8. WARRANTY AND EXCLUSIONS
a) We undertake that the goods delivered to
the Buyer will be of the described technical specification and
the Company’s duty to the Buyer relating to the quality of the
goods delivered shall be limited wholly and exclusively to the
duty to deliver goods of the aforesaid quality. Save as
aforesaid any warranty or conditions, statutory or otherwise
express or implied, whether oral or written as to quality of the
goods or their fitness for a particular purpose are excluded and
negated. b)The application and use of the goods is the
absolute responsibility of the Buyer. Any other advice and
information provided by the Company, whether verbally, in
writing or by way of trials or tests, is given without warranty
and the Buyer shall be deemed to have carried out his own tests
to ensure the suitability of the goods for his intended purposes
and applications and the Buyer shall be deemed to have placed no
reliance on any advice, information or data provided by us. c)
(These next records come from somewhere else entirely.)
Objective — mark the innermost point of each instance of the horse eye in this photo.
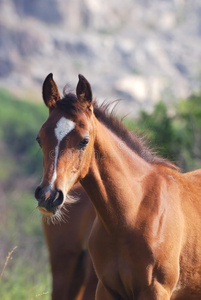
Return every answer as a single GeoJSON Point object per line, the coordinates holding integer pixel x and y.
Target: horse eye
{"type": "Point", "coordinates": [84, 142]}
{"type": "Point", "coordinates": [38, 140]}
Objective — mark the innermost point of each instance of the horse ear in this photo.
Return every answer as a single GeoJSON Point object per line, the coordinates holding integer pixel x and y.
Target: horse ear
{"type": "Point", "coordinates": [50, 92]}
{"type": "Point", "coordinates": [84, 93]}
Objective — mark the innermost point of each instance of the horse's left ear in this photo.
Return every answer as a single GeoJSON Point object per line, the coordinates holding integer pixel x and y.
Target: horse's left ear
{"type": "Point", "coordinates": [84, 93]}
{"type": "Point", "coordinates": [50, 92]}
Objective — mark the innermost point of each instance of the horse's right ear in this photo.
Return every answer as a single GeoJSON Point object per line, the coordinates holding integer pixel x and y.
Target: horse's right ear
{"type": "Point", "coordinates": [50, 92]}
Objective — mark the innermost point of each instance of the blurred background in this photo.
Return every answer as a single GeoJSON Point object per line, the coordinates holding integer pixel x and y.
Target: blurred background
{"type": "Point", "coordinates": [147, 53]}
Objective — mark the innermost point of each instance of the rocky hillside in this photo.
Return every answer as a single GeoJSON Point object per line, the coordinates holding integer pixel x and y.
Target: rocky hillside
{"type": "Point", "coordinates": [138, 50]}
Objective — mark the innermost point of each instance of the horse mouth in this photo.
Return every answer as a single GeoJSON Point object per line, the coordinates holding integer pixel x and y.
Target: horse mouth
{"type": "Point", "coordinates": [45, 212]}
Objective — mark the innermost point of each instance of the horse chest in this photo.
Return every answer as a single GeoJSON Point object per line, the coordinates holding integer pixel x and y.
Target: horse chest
{"type": "Point", "coordinates": [117, 264]}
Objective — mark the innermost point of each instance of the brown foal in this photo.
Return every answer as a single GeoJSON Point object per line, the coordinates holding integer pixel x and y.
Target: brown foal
{"type": "Point", "coordinates": [73, 276]}
{"type": "Point", "coordinates": [145, 243]}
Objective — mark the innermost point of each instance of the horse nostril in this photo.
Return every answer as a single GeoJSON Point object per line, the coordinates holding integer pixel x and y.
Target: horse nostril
{"type": "Point", "coordinates": [38, 193]}
{"type": "Point", "coordinates": [59, 198]}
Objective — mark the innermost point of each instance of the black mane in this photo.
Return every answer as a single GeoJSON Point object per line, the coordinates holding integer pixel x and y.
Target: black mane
{"type": "Point", "coordinates": [138, 144]}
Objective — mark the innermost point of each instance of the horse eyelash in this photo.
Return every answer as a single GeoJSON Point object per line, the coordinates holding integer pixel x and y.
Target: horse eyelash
{"type": "Point", "coordinates": [38, 140]}
{"type": "Point", "coordinates": [84, 143]}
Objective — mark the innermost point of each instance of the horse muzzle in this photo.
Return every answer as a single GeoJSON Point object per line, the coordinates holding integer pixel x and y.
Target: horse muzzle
{"type": "Point", "coordinates": [48, 199]}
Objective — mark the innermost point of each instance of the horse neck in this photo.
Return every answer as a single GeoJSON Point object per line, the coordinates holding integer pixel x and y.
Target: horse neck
{"type": "Point", "coordinates": [115, 179]}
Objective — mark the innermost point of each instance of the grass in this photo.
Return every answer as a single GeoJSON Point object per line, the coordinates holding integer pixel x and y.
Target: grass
{"type": "Point", "coordinates": [24, 270]}
{"type": "Point", "coordinates": [19, 281]}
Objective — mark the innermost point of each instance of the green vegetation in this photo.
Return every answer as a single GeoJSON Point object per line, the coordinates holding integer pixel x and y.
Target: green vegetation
{"type": "Point", "coordinates": [175, 134]}
{"type": "Point", "coordinates": [27, 272]}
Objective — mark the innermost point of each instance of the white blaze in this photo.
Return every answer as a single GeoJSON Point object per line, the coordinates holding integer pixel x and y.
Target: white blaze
{"type": "Point", "coordinates": [63, 127]}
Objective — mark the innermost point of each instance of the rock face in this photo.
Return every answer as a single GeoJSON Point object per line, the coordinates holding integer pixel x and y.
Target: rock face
{"type": "Point", "coordinates": [139, 50]}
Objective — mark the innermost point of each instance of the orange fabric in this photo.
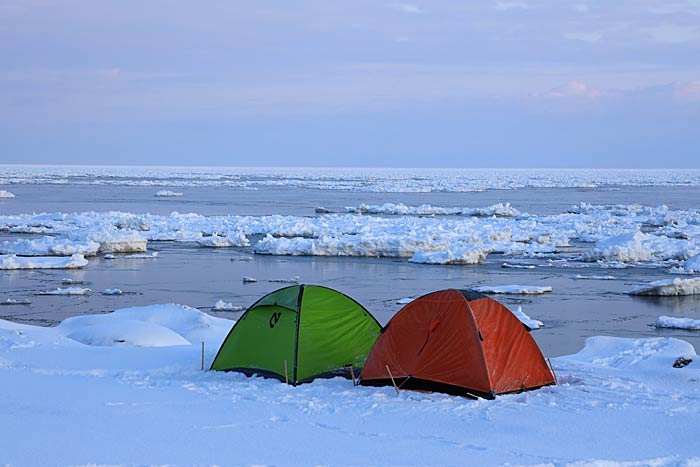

The Buyer must give us immediate written notice containing full
particulars of any claim that the goods are not of the proper
quality to enable us to investigate the complaint before the
remainder of the consignment of goods is used or returned to us.
We shall not be liable for any defects in quality in the absence
of such immediate notification and, in any event, our liability
here under or in the case of any other breach of contract or
misrepresentation shall be strictly limited to the invoice price
of the goods proved by the Buyer to be of defective quality or
to be such as to cause us to have been in breach of contract or
guilty of misrepresentation and shall not extend to
consequential loss of any kind howsoever arising. d) Warranty
periods and terms shall be limited to those that are offered by
the individual manufacturer of the goods.
9. CONTRACTS NOT ASSIGNABLE
This Contract is between us and the Buyer as principals, and is
not assignable without our written consent.
10. INDEMNITY AGAINST INFRINGEMENT OF
PATENTS AND RIGHTS The Buyer shall
indemnify us against all damages, penalties, costs and expenses
to which we may be liable as a result of work done or goods
supplied in accordance with the Buyer’s specification which
involves the infringement of any letters patent, registered
design, intellectual property rights, proprietary process or
otherwise.
11. GOVERNING LAW
This contract shall be governed by and
constructed in accordance with the laws of England and the Buyer
agrees to submit to the jurisdiction of the English Courts.
12. INSURANCE
We do not accept any liability for consequential loss.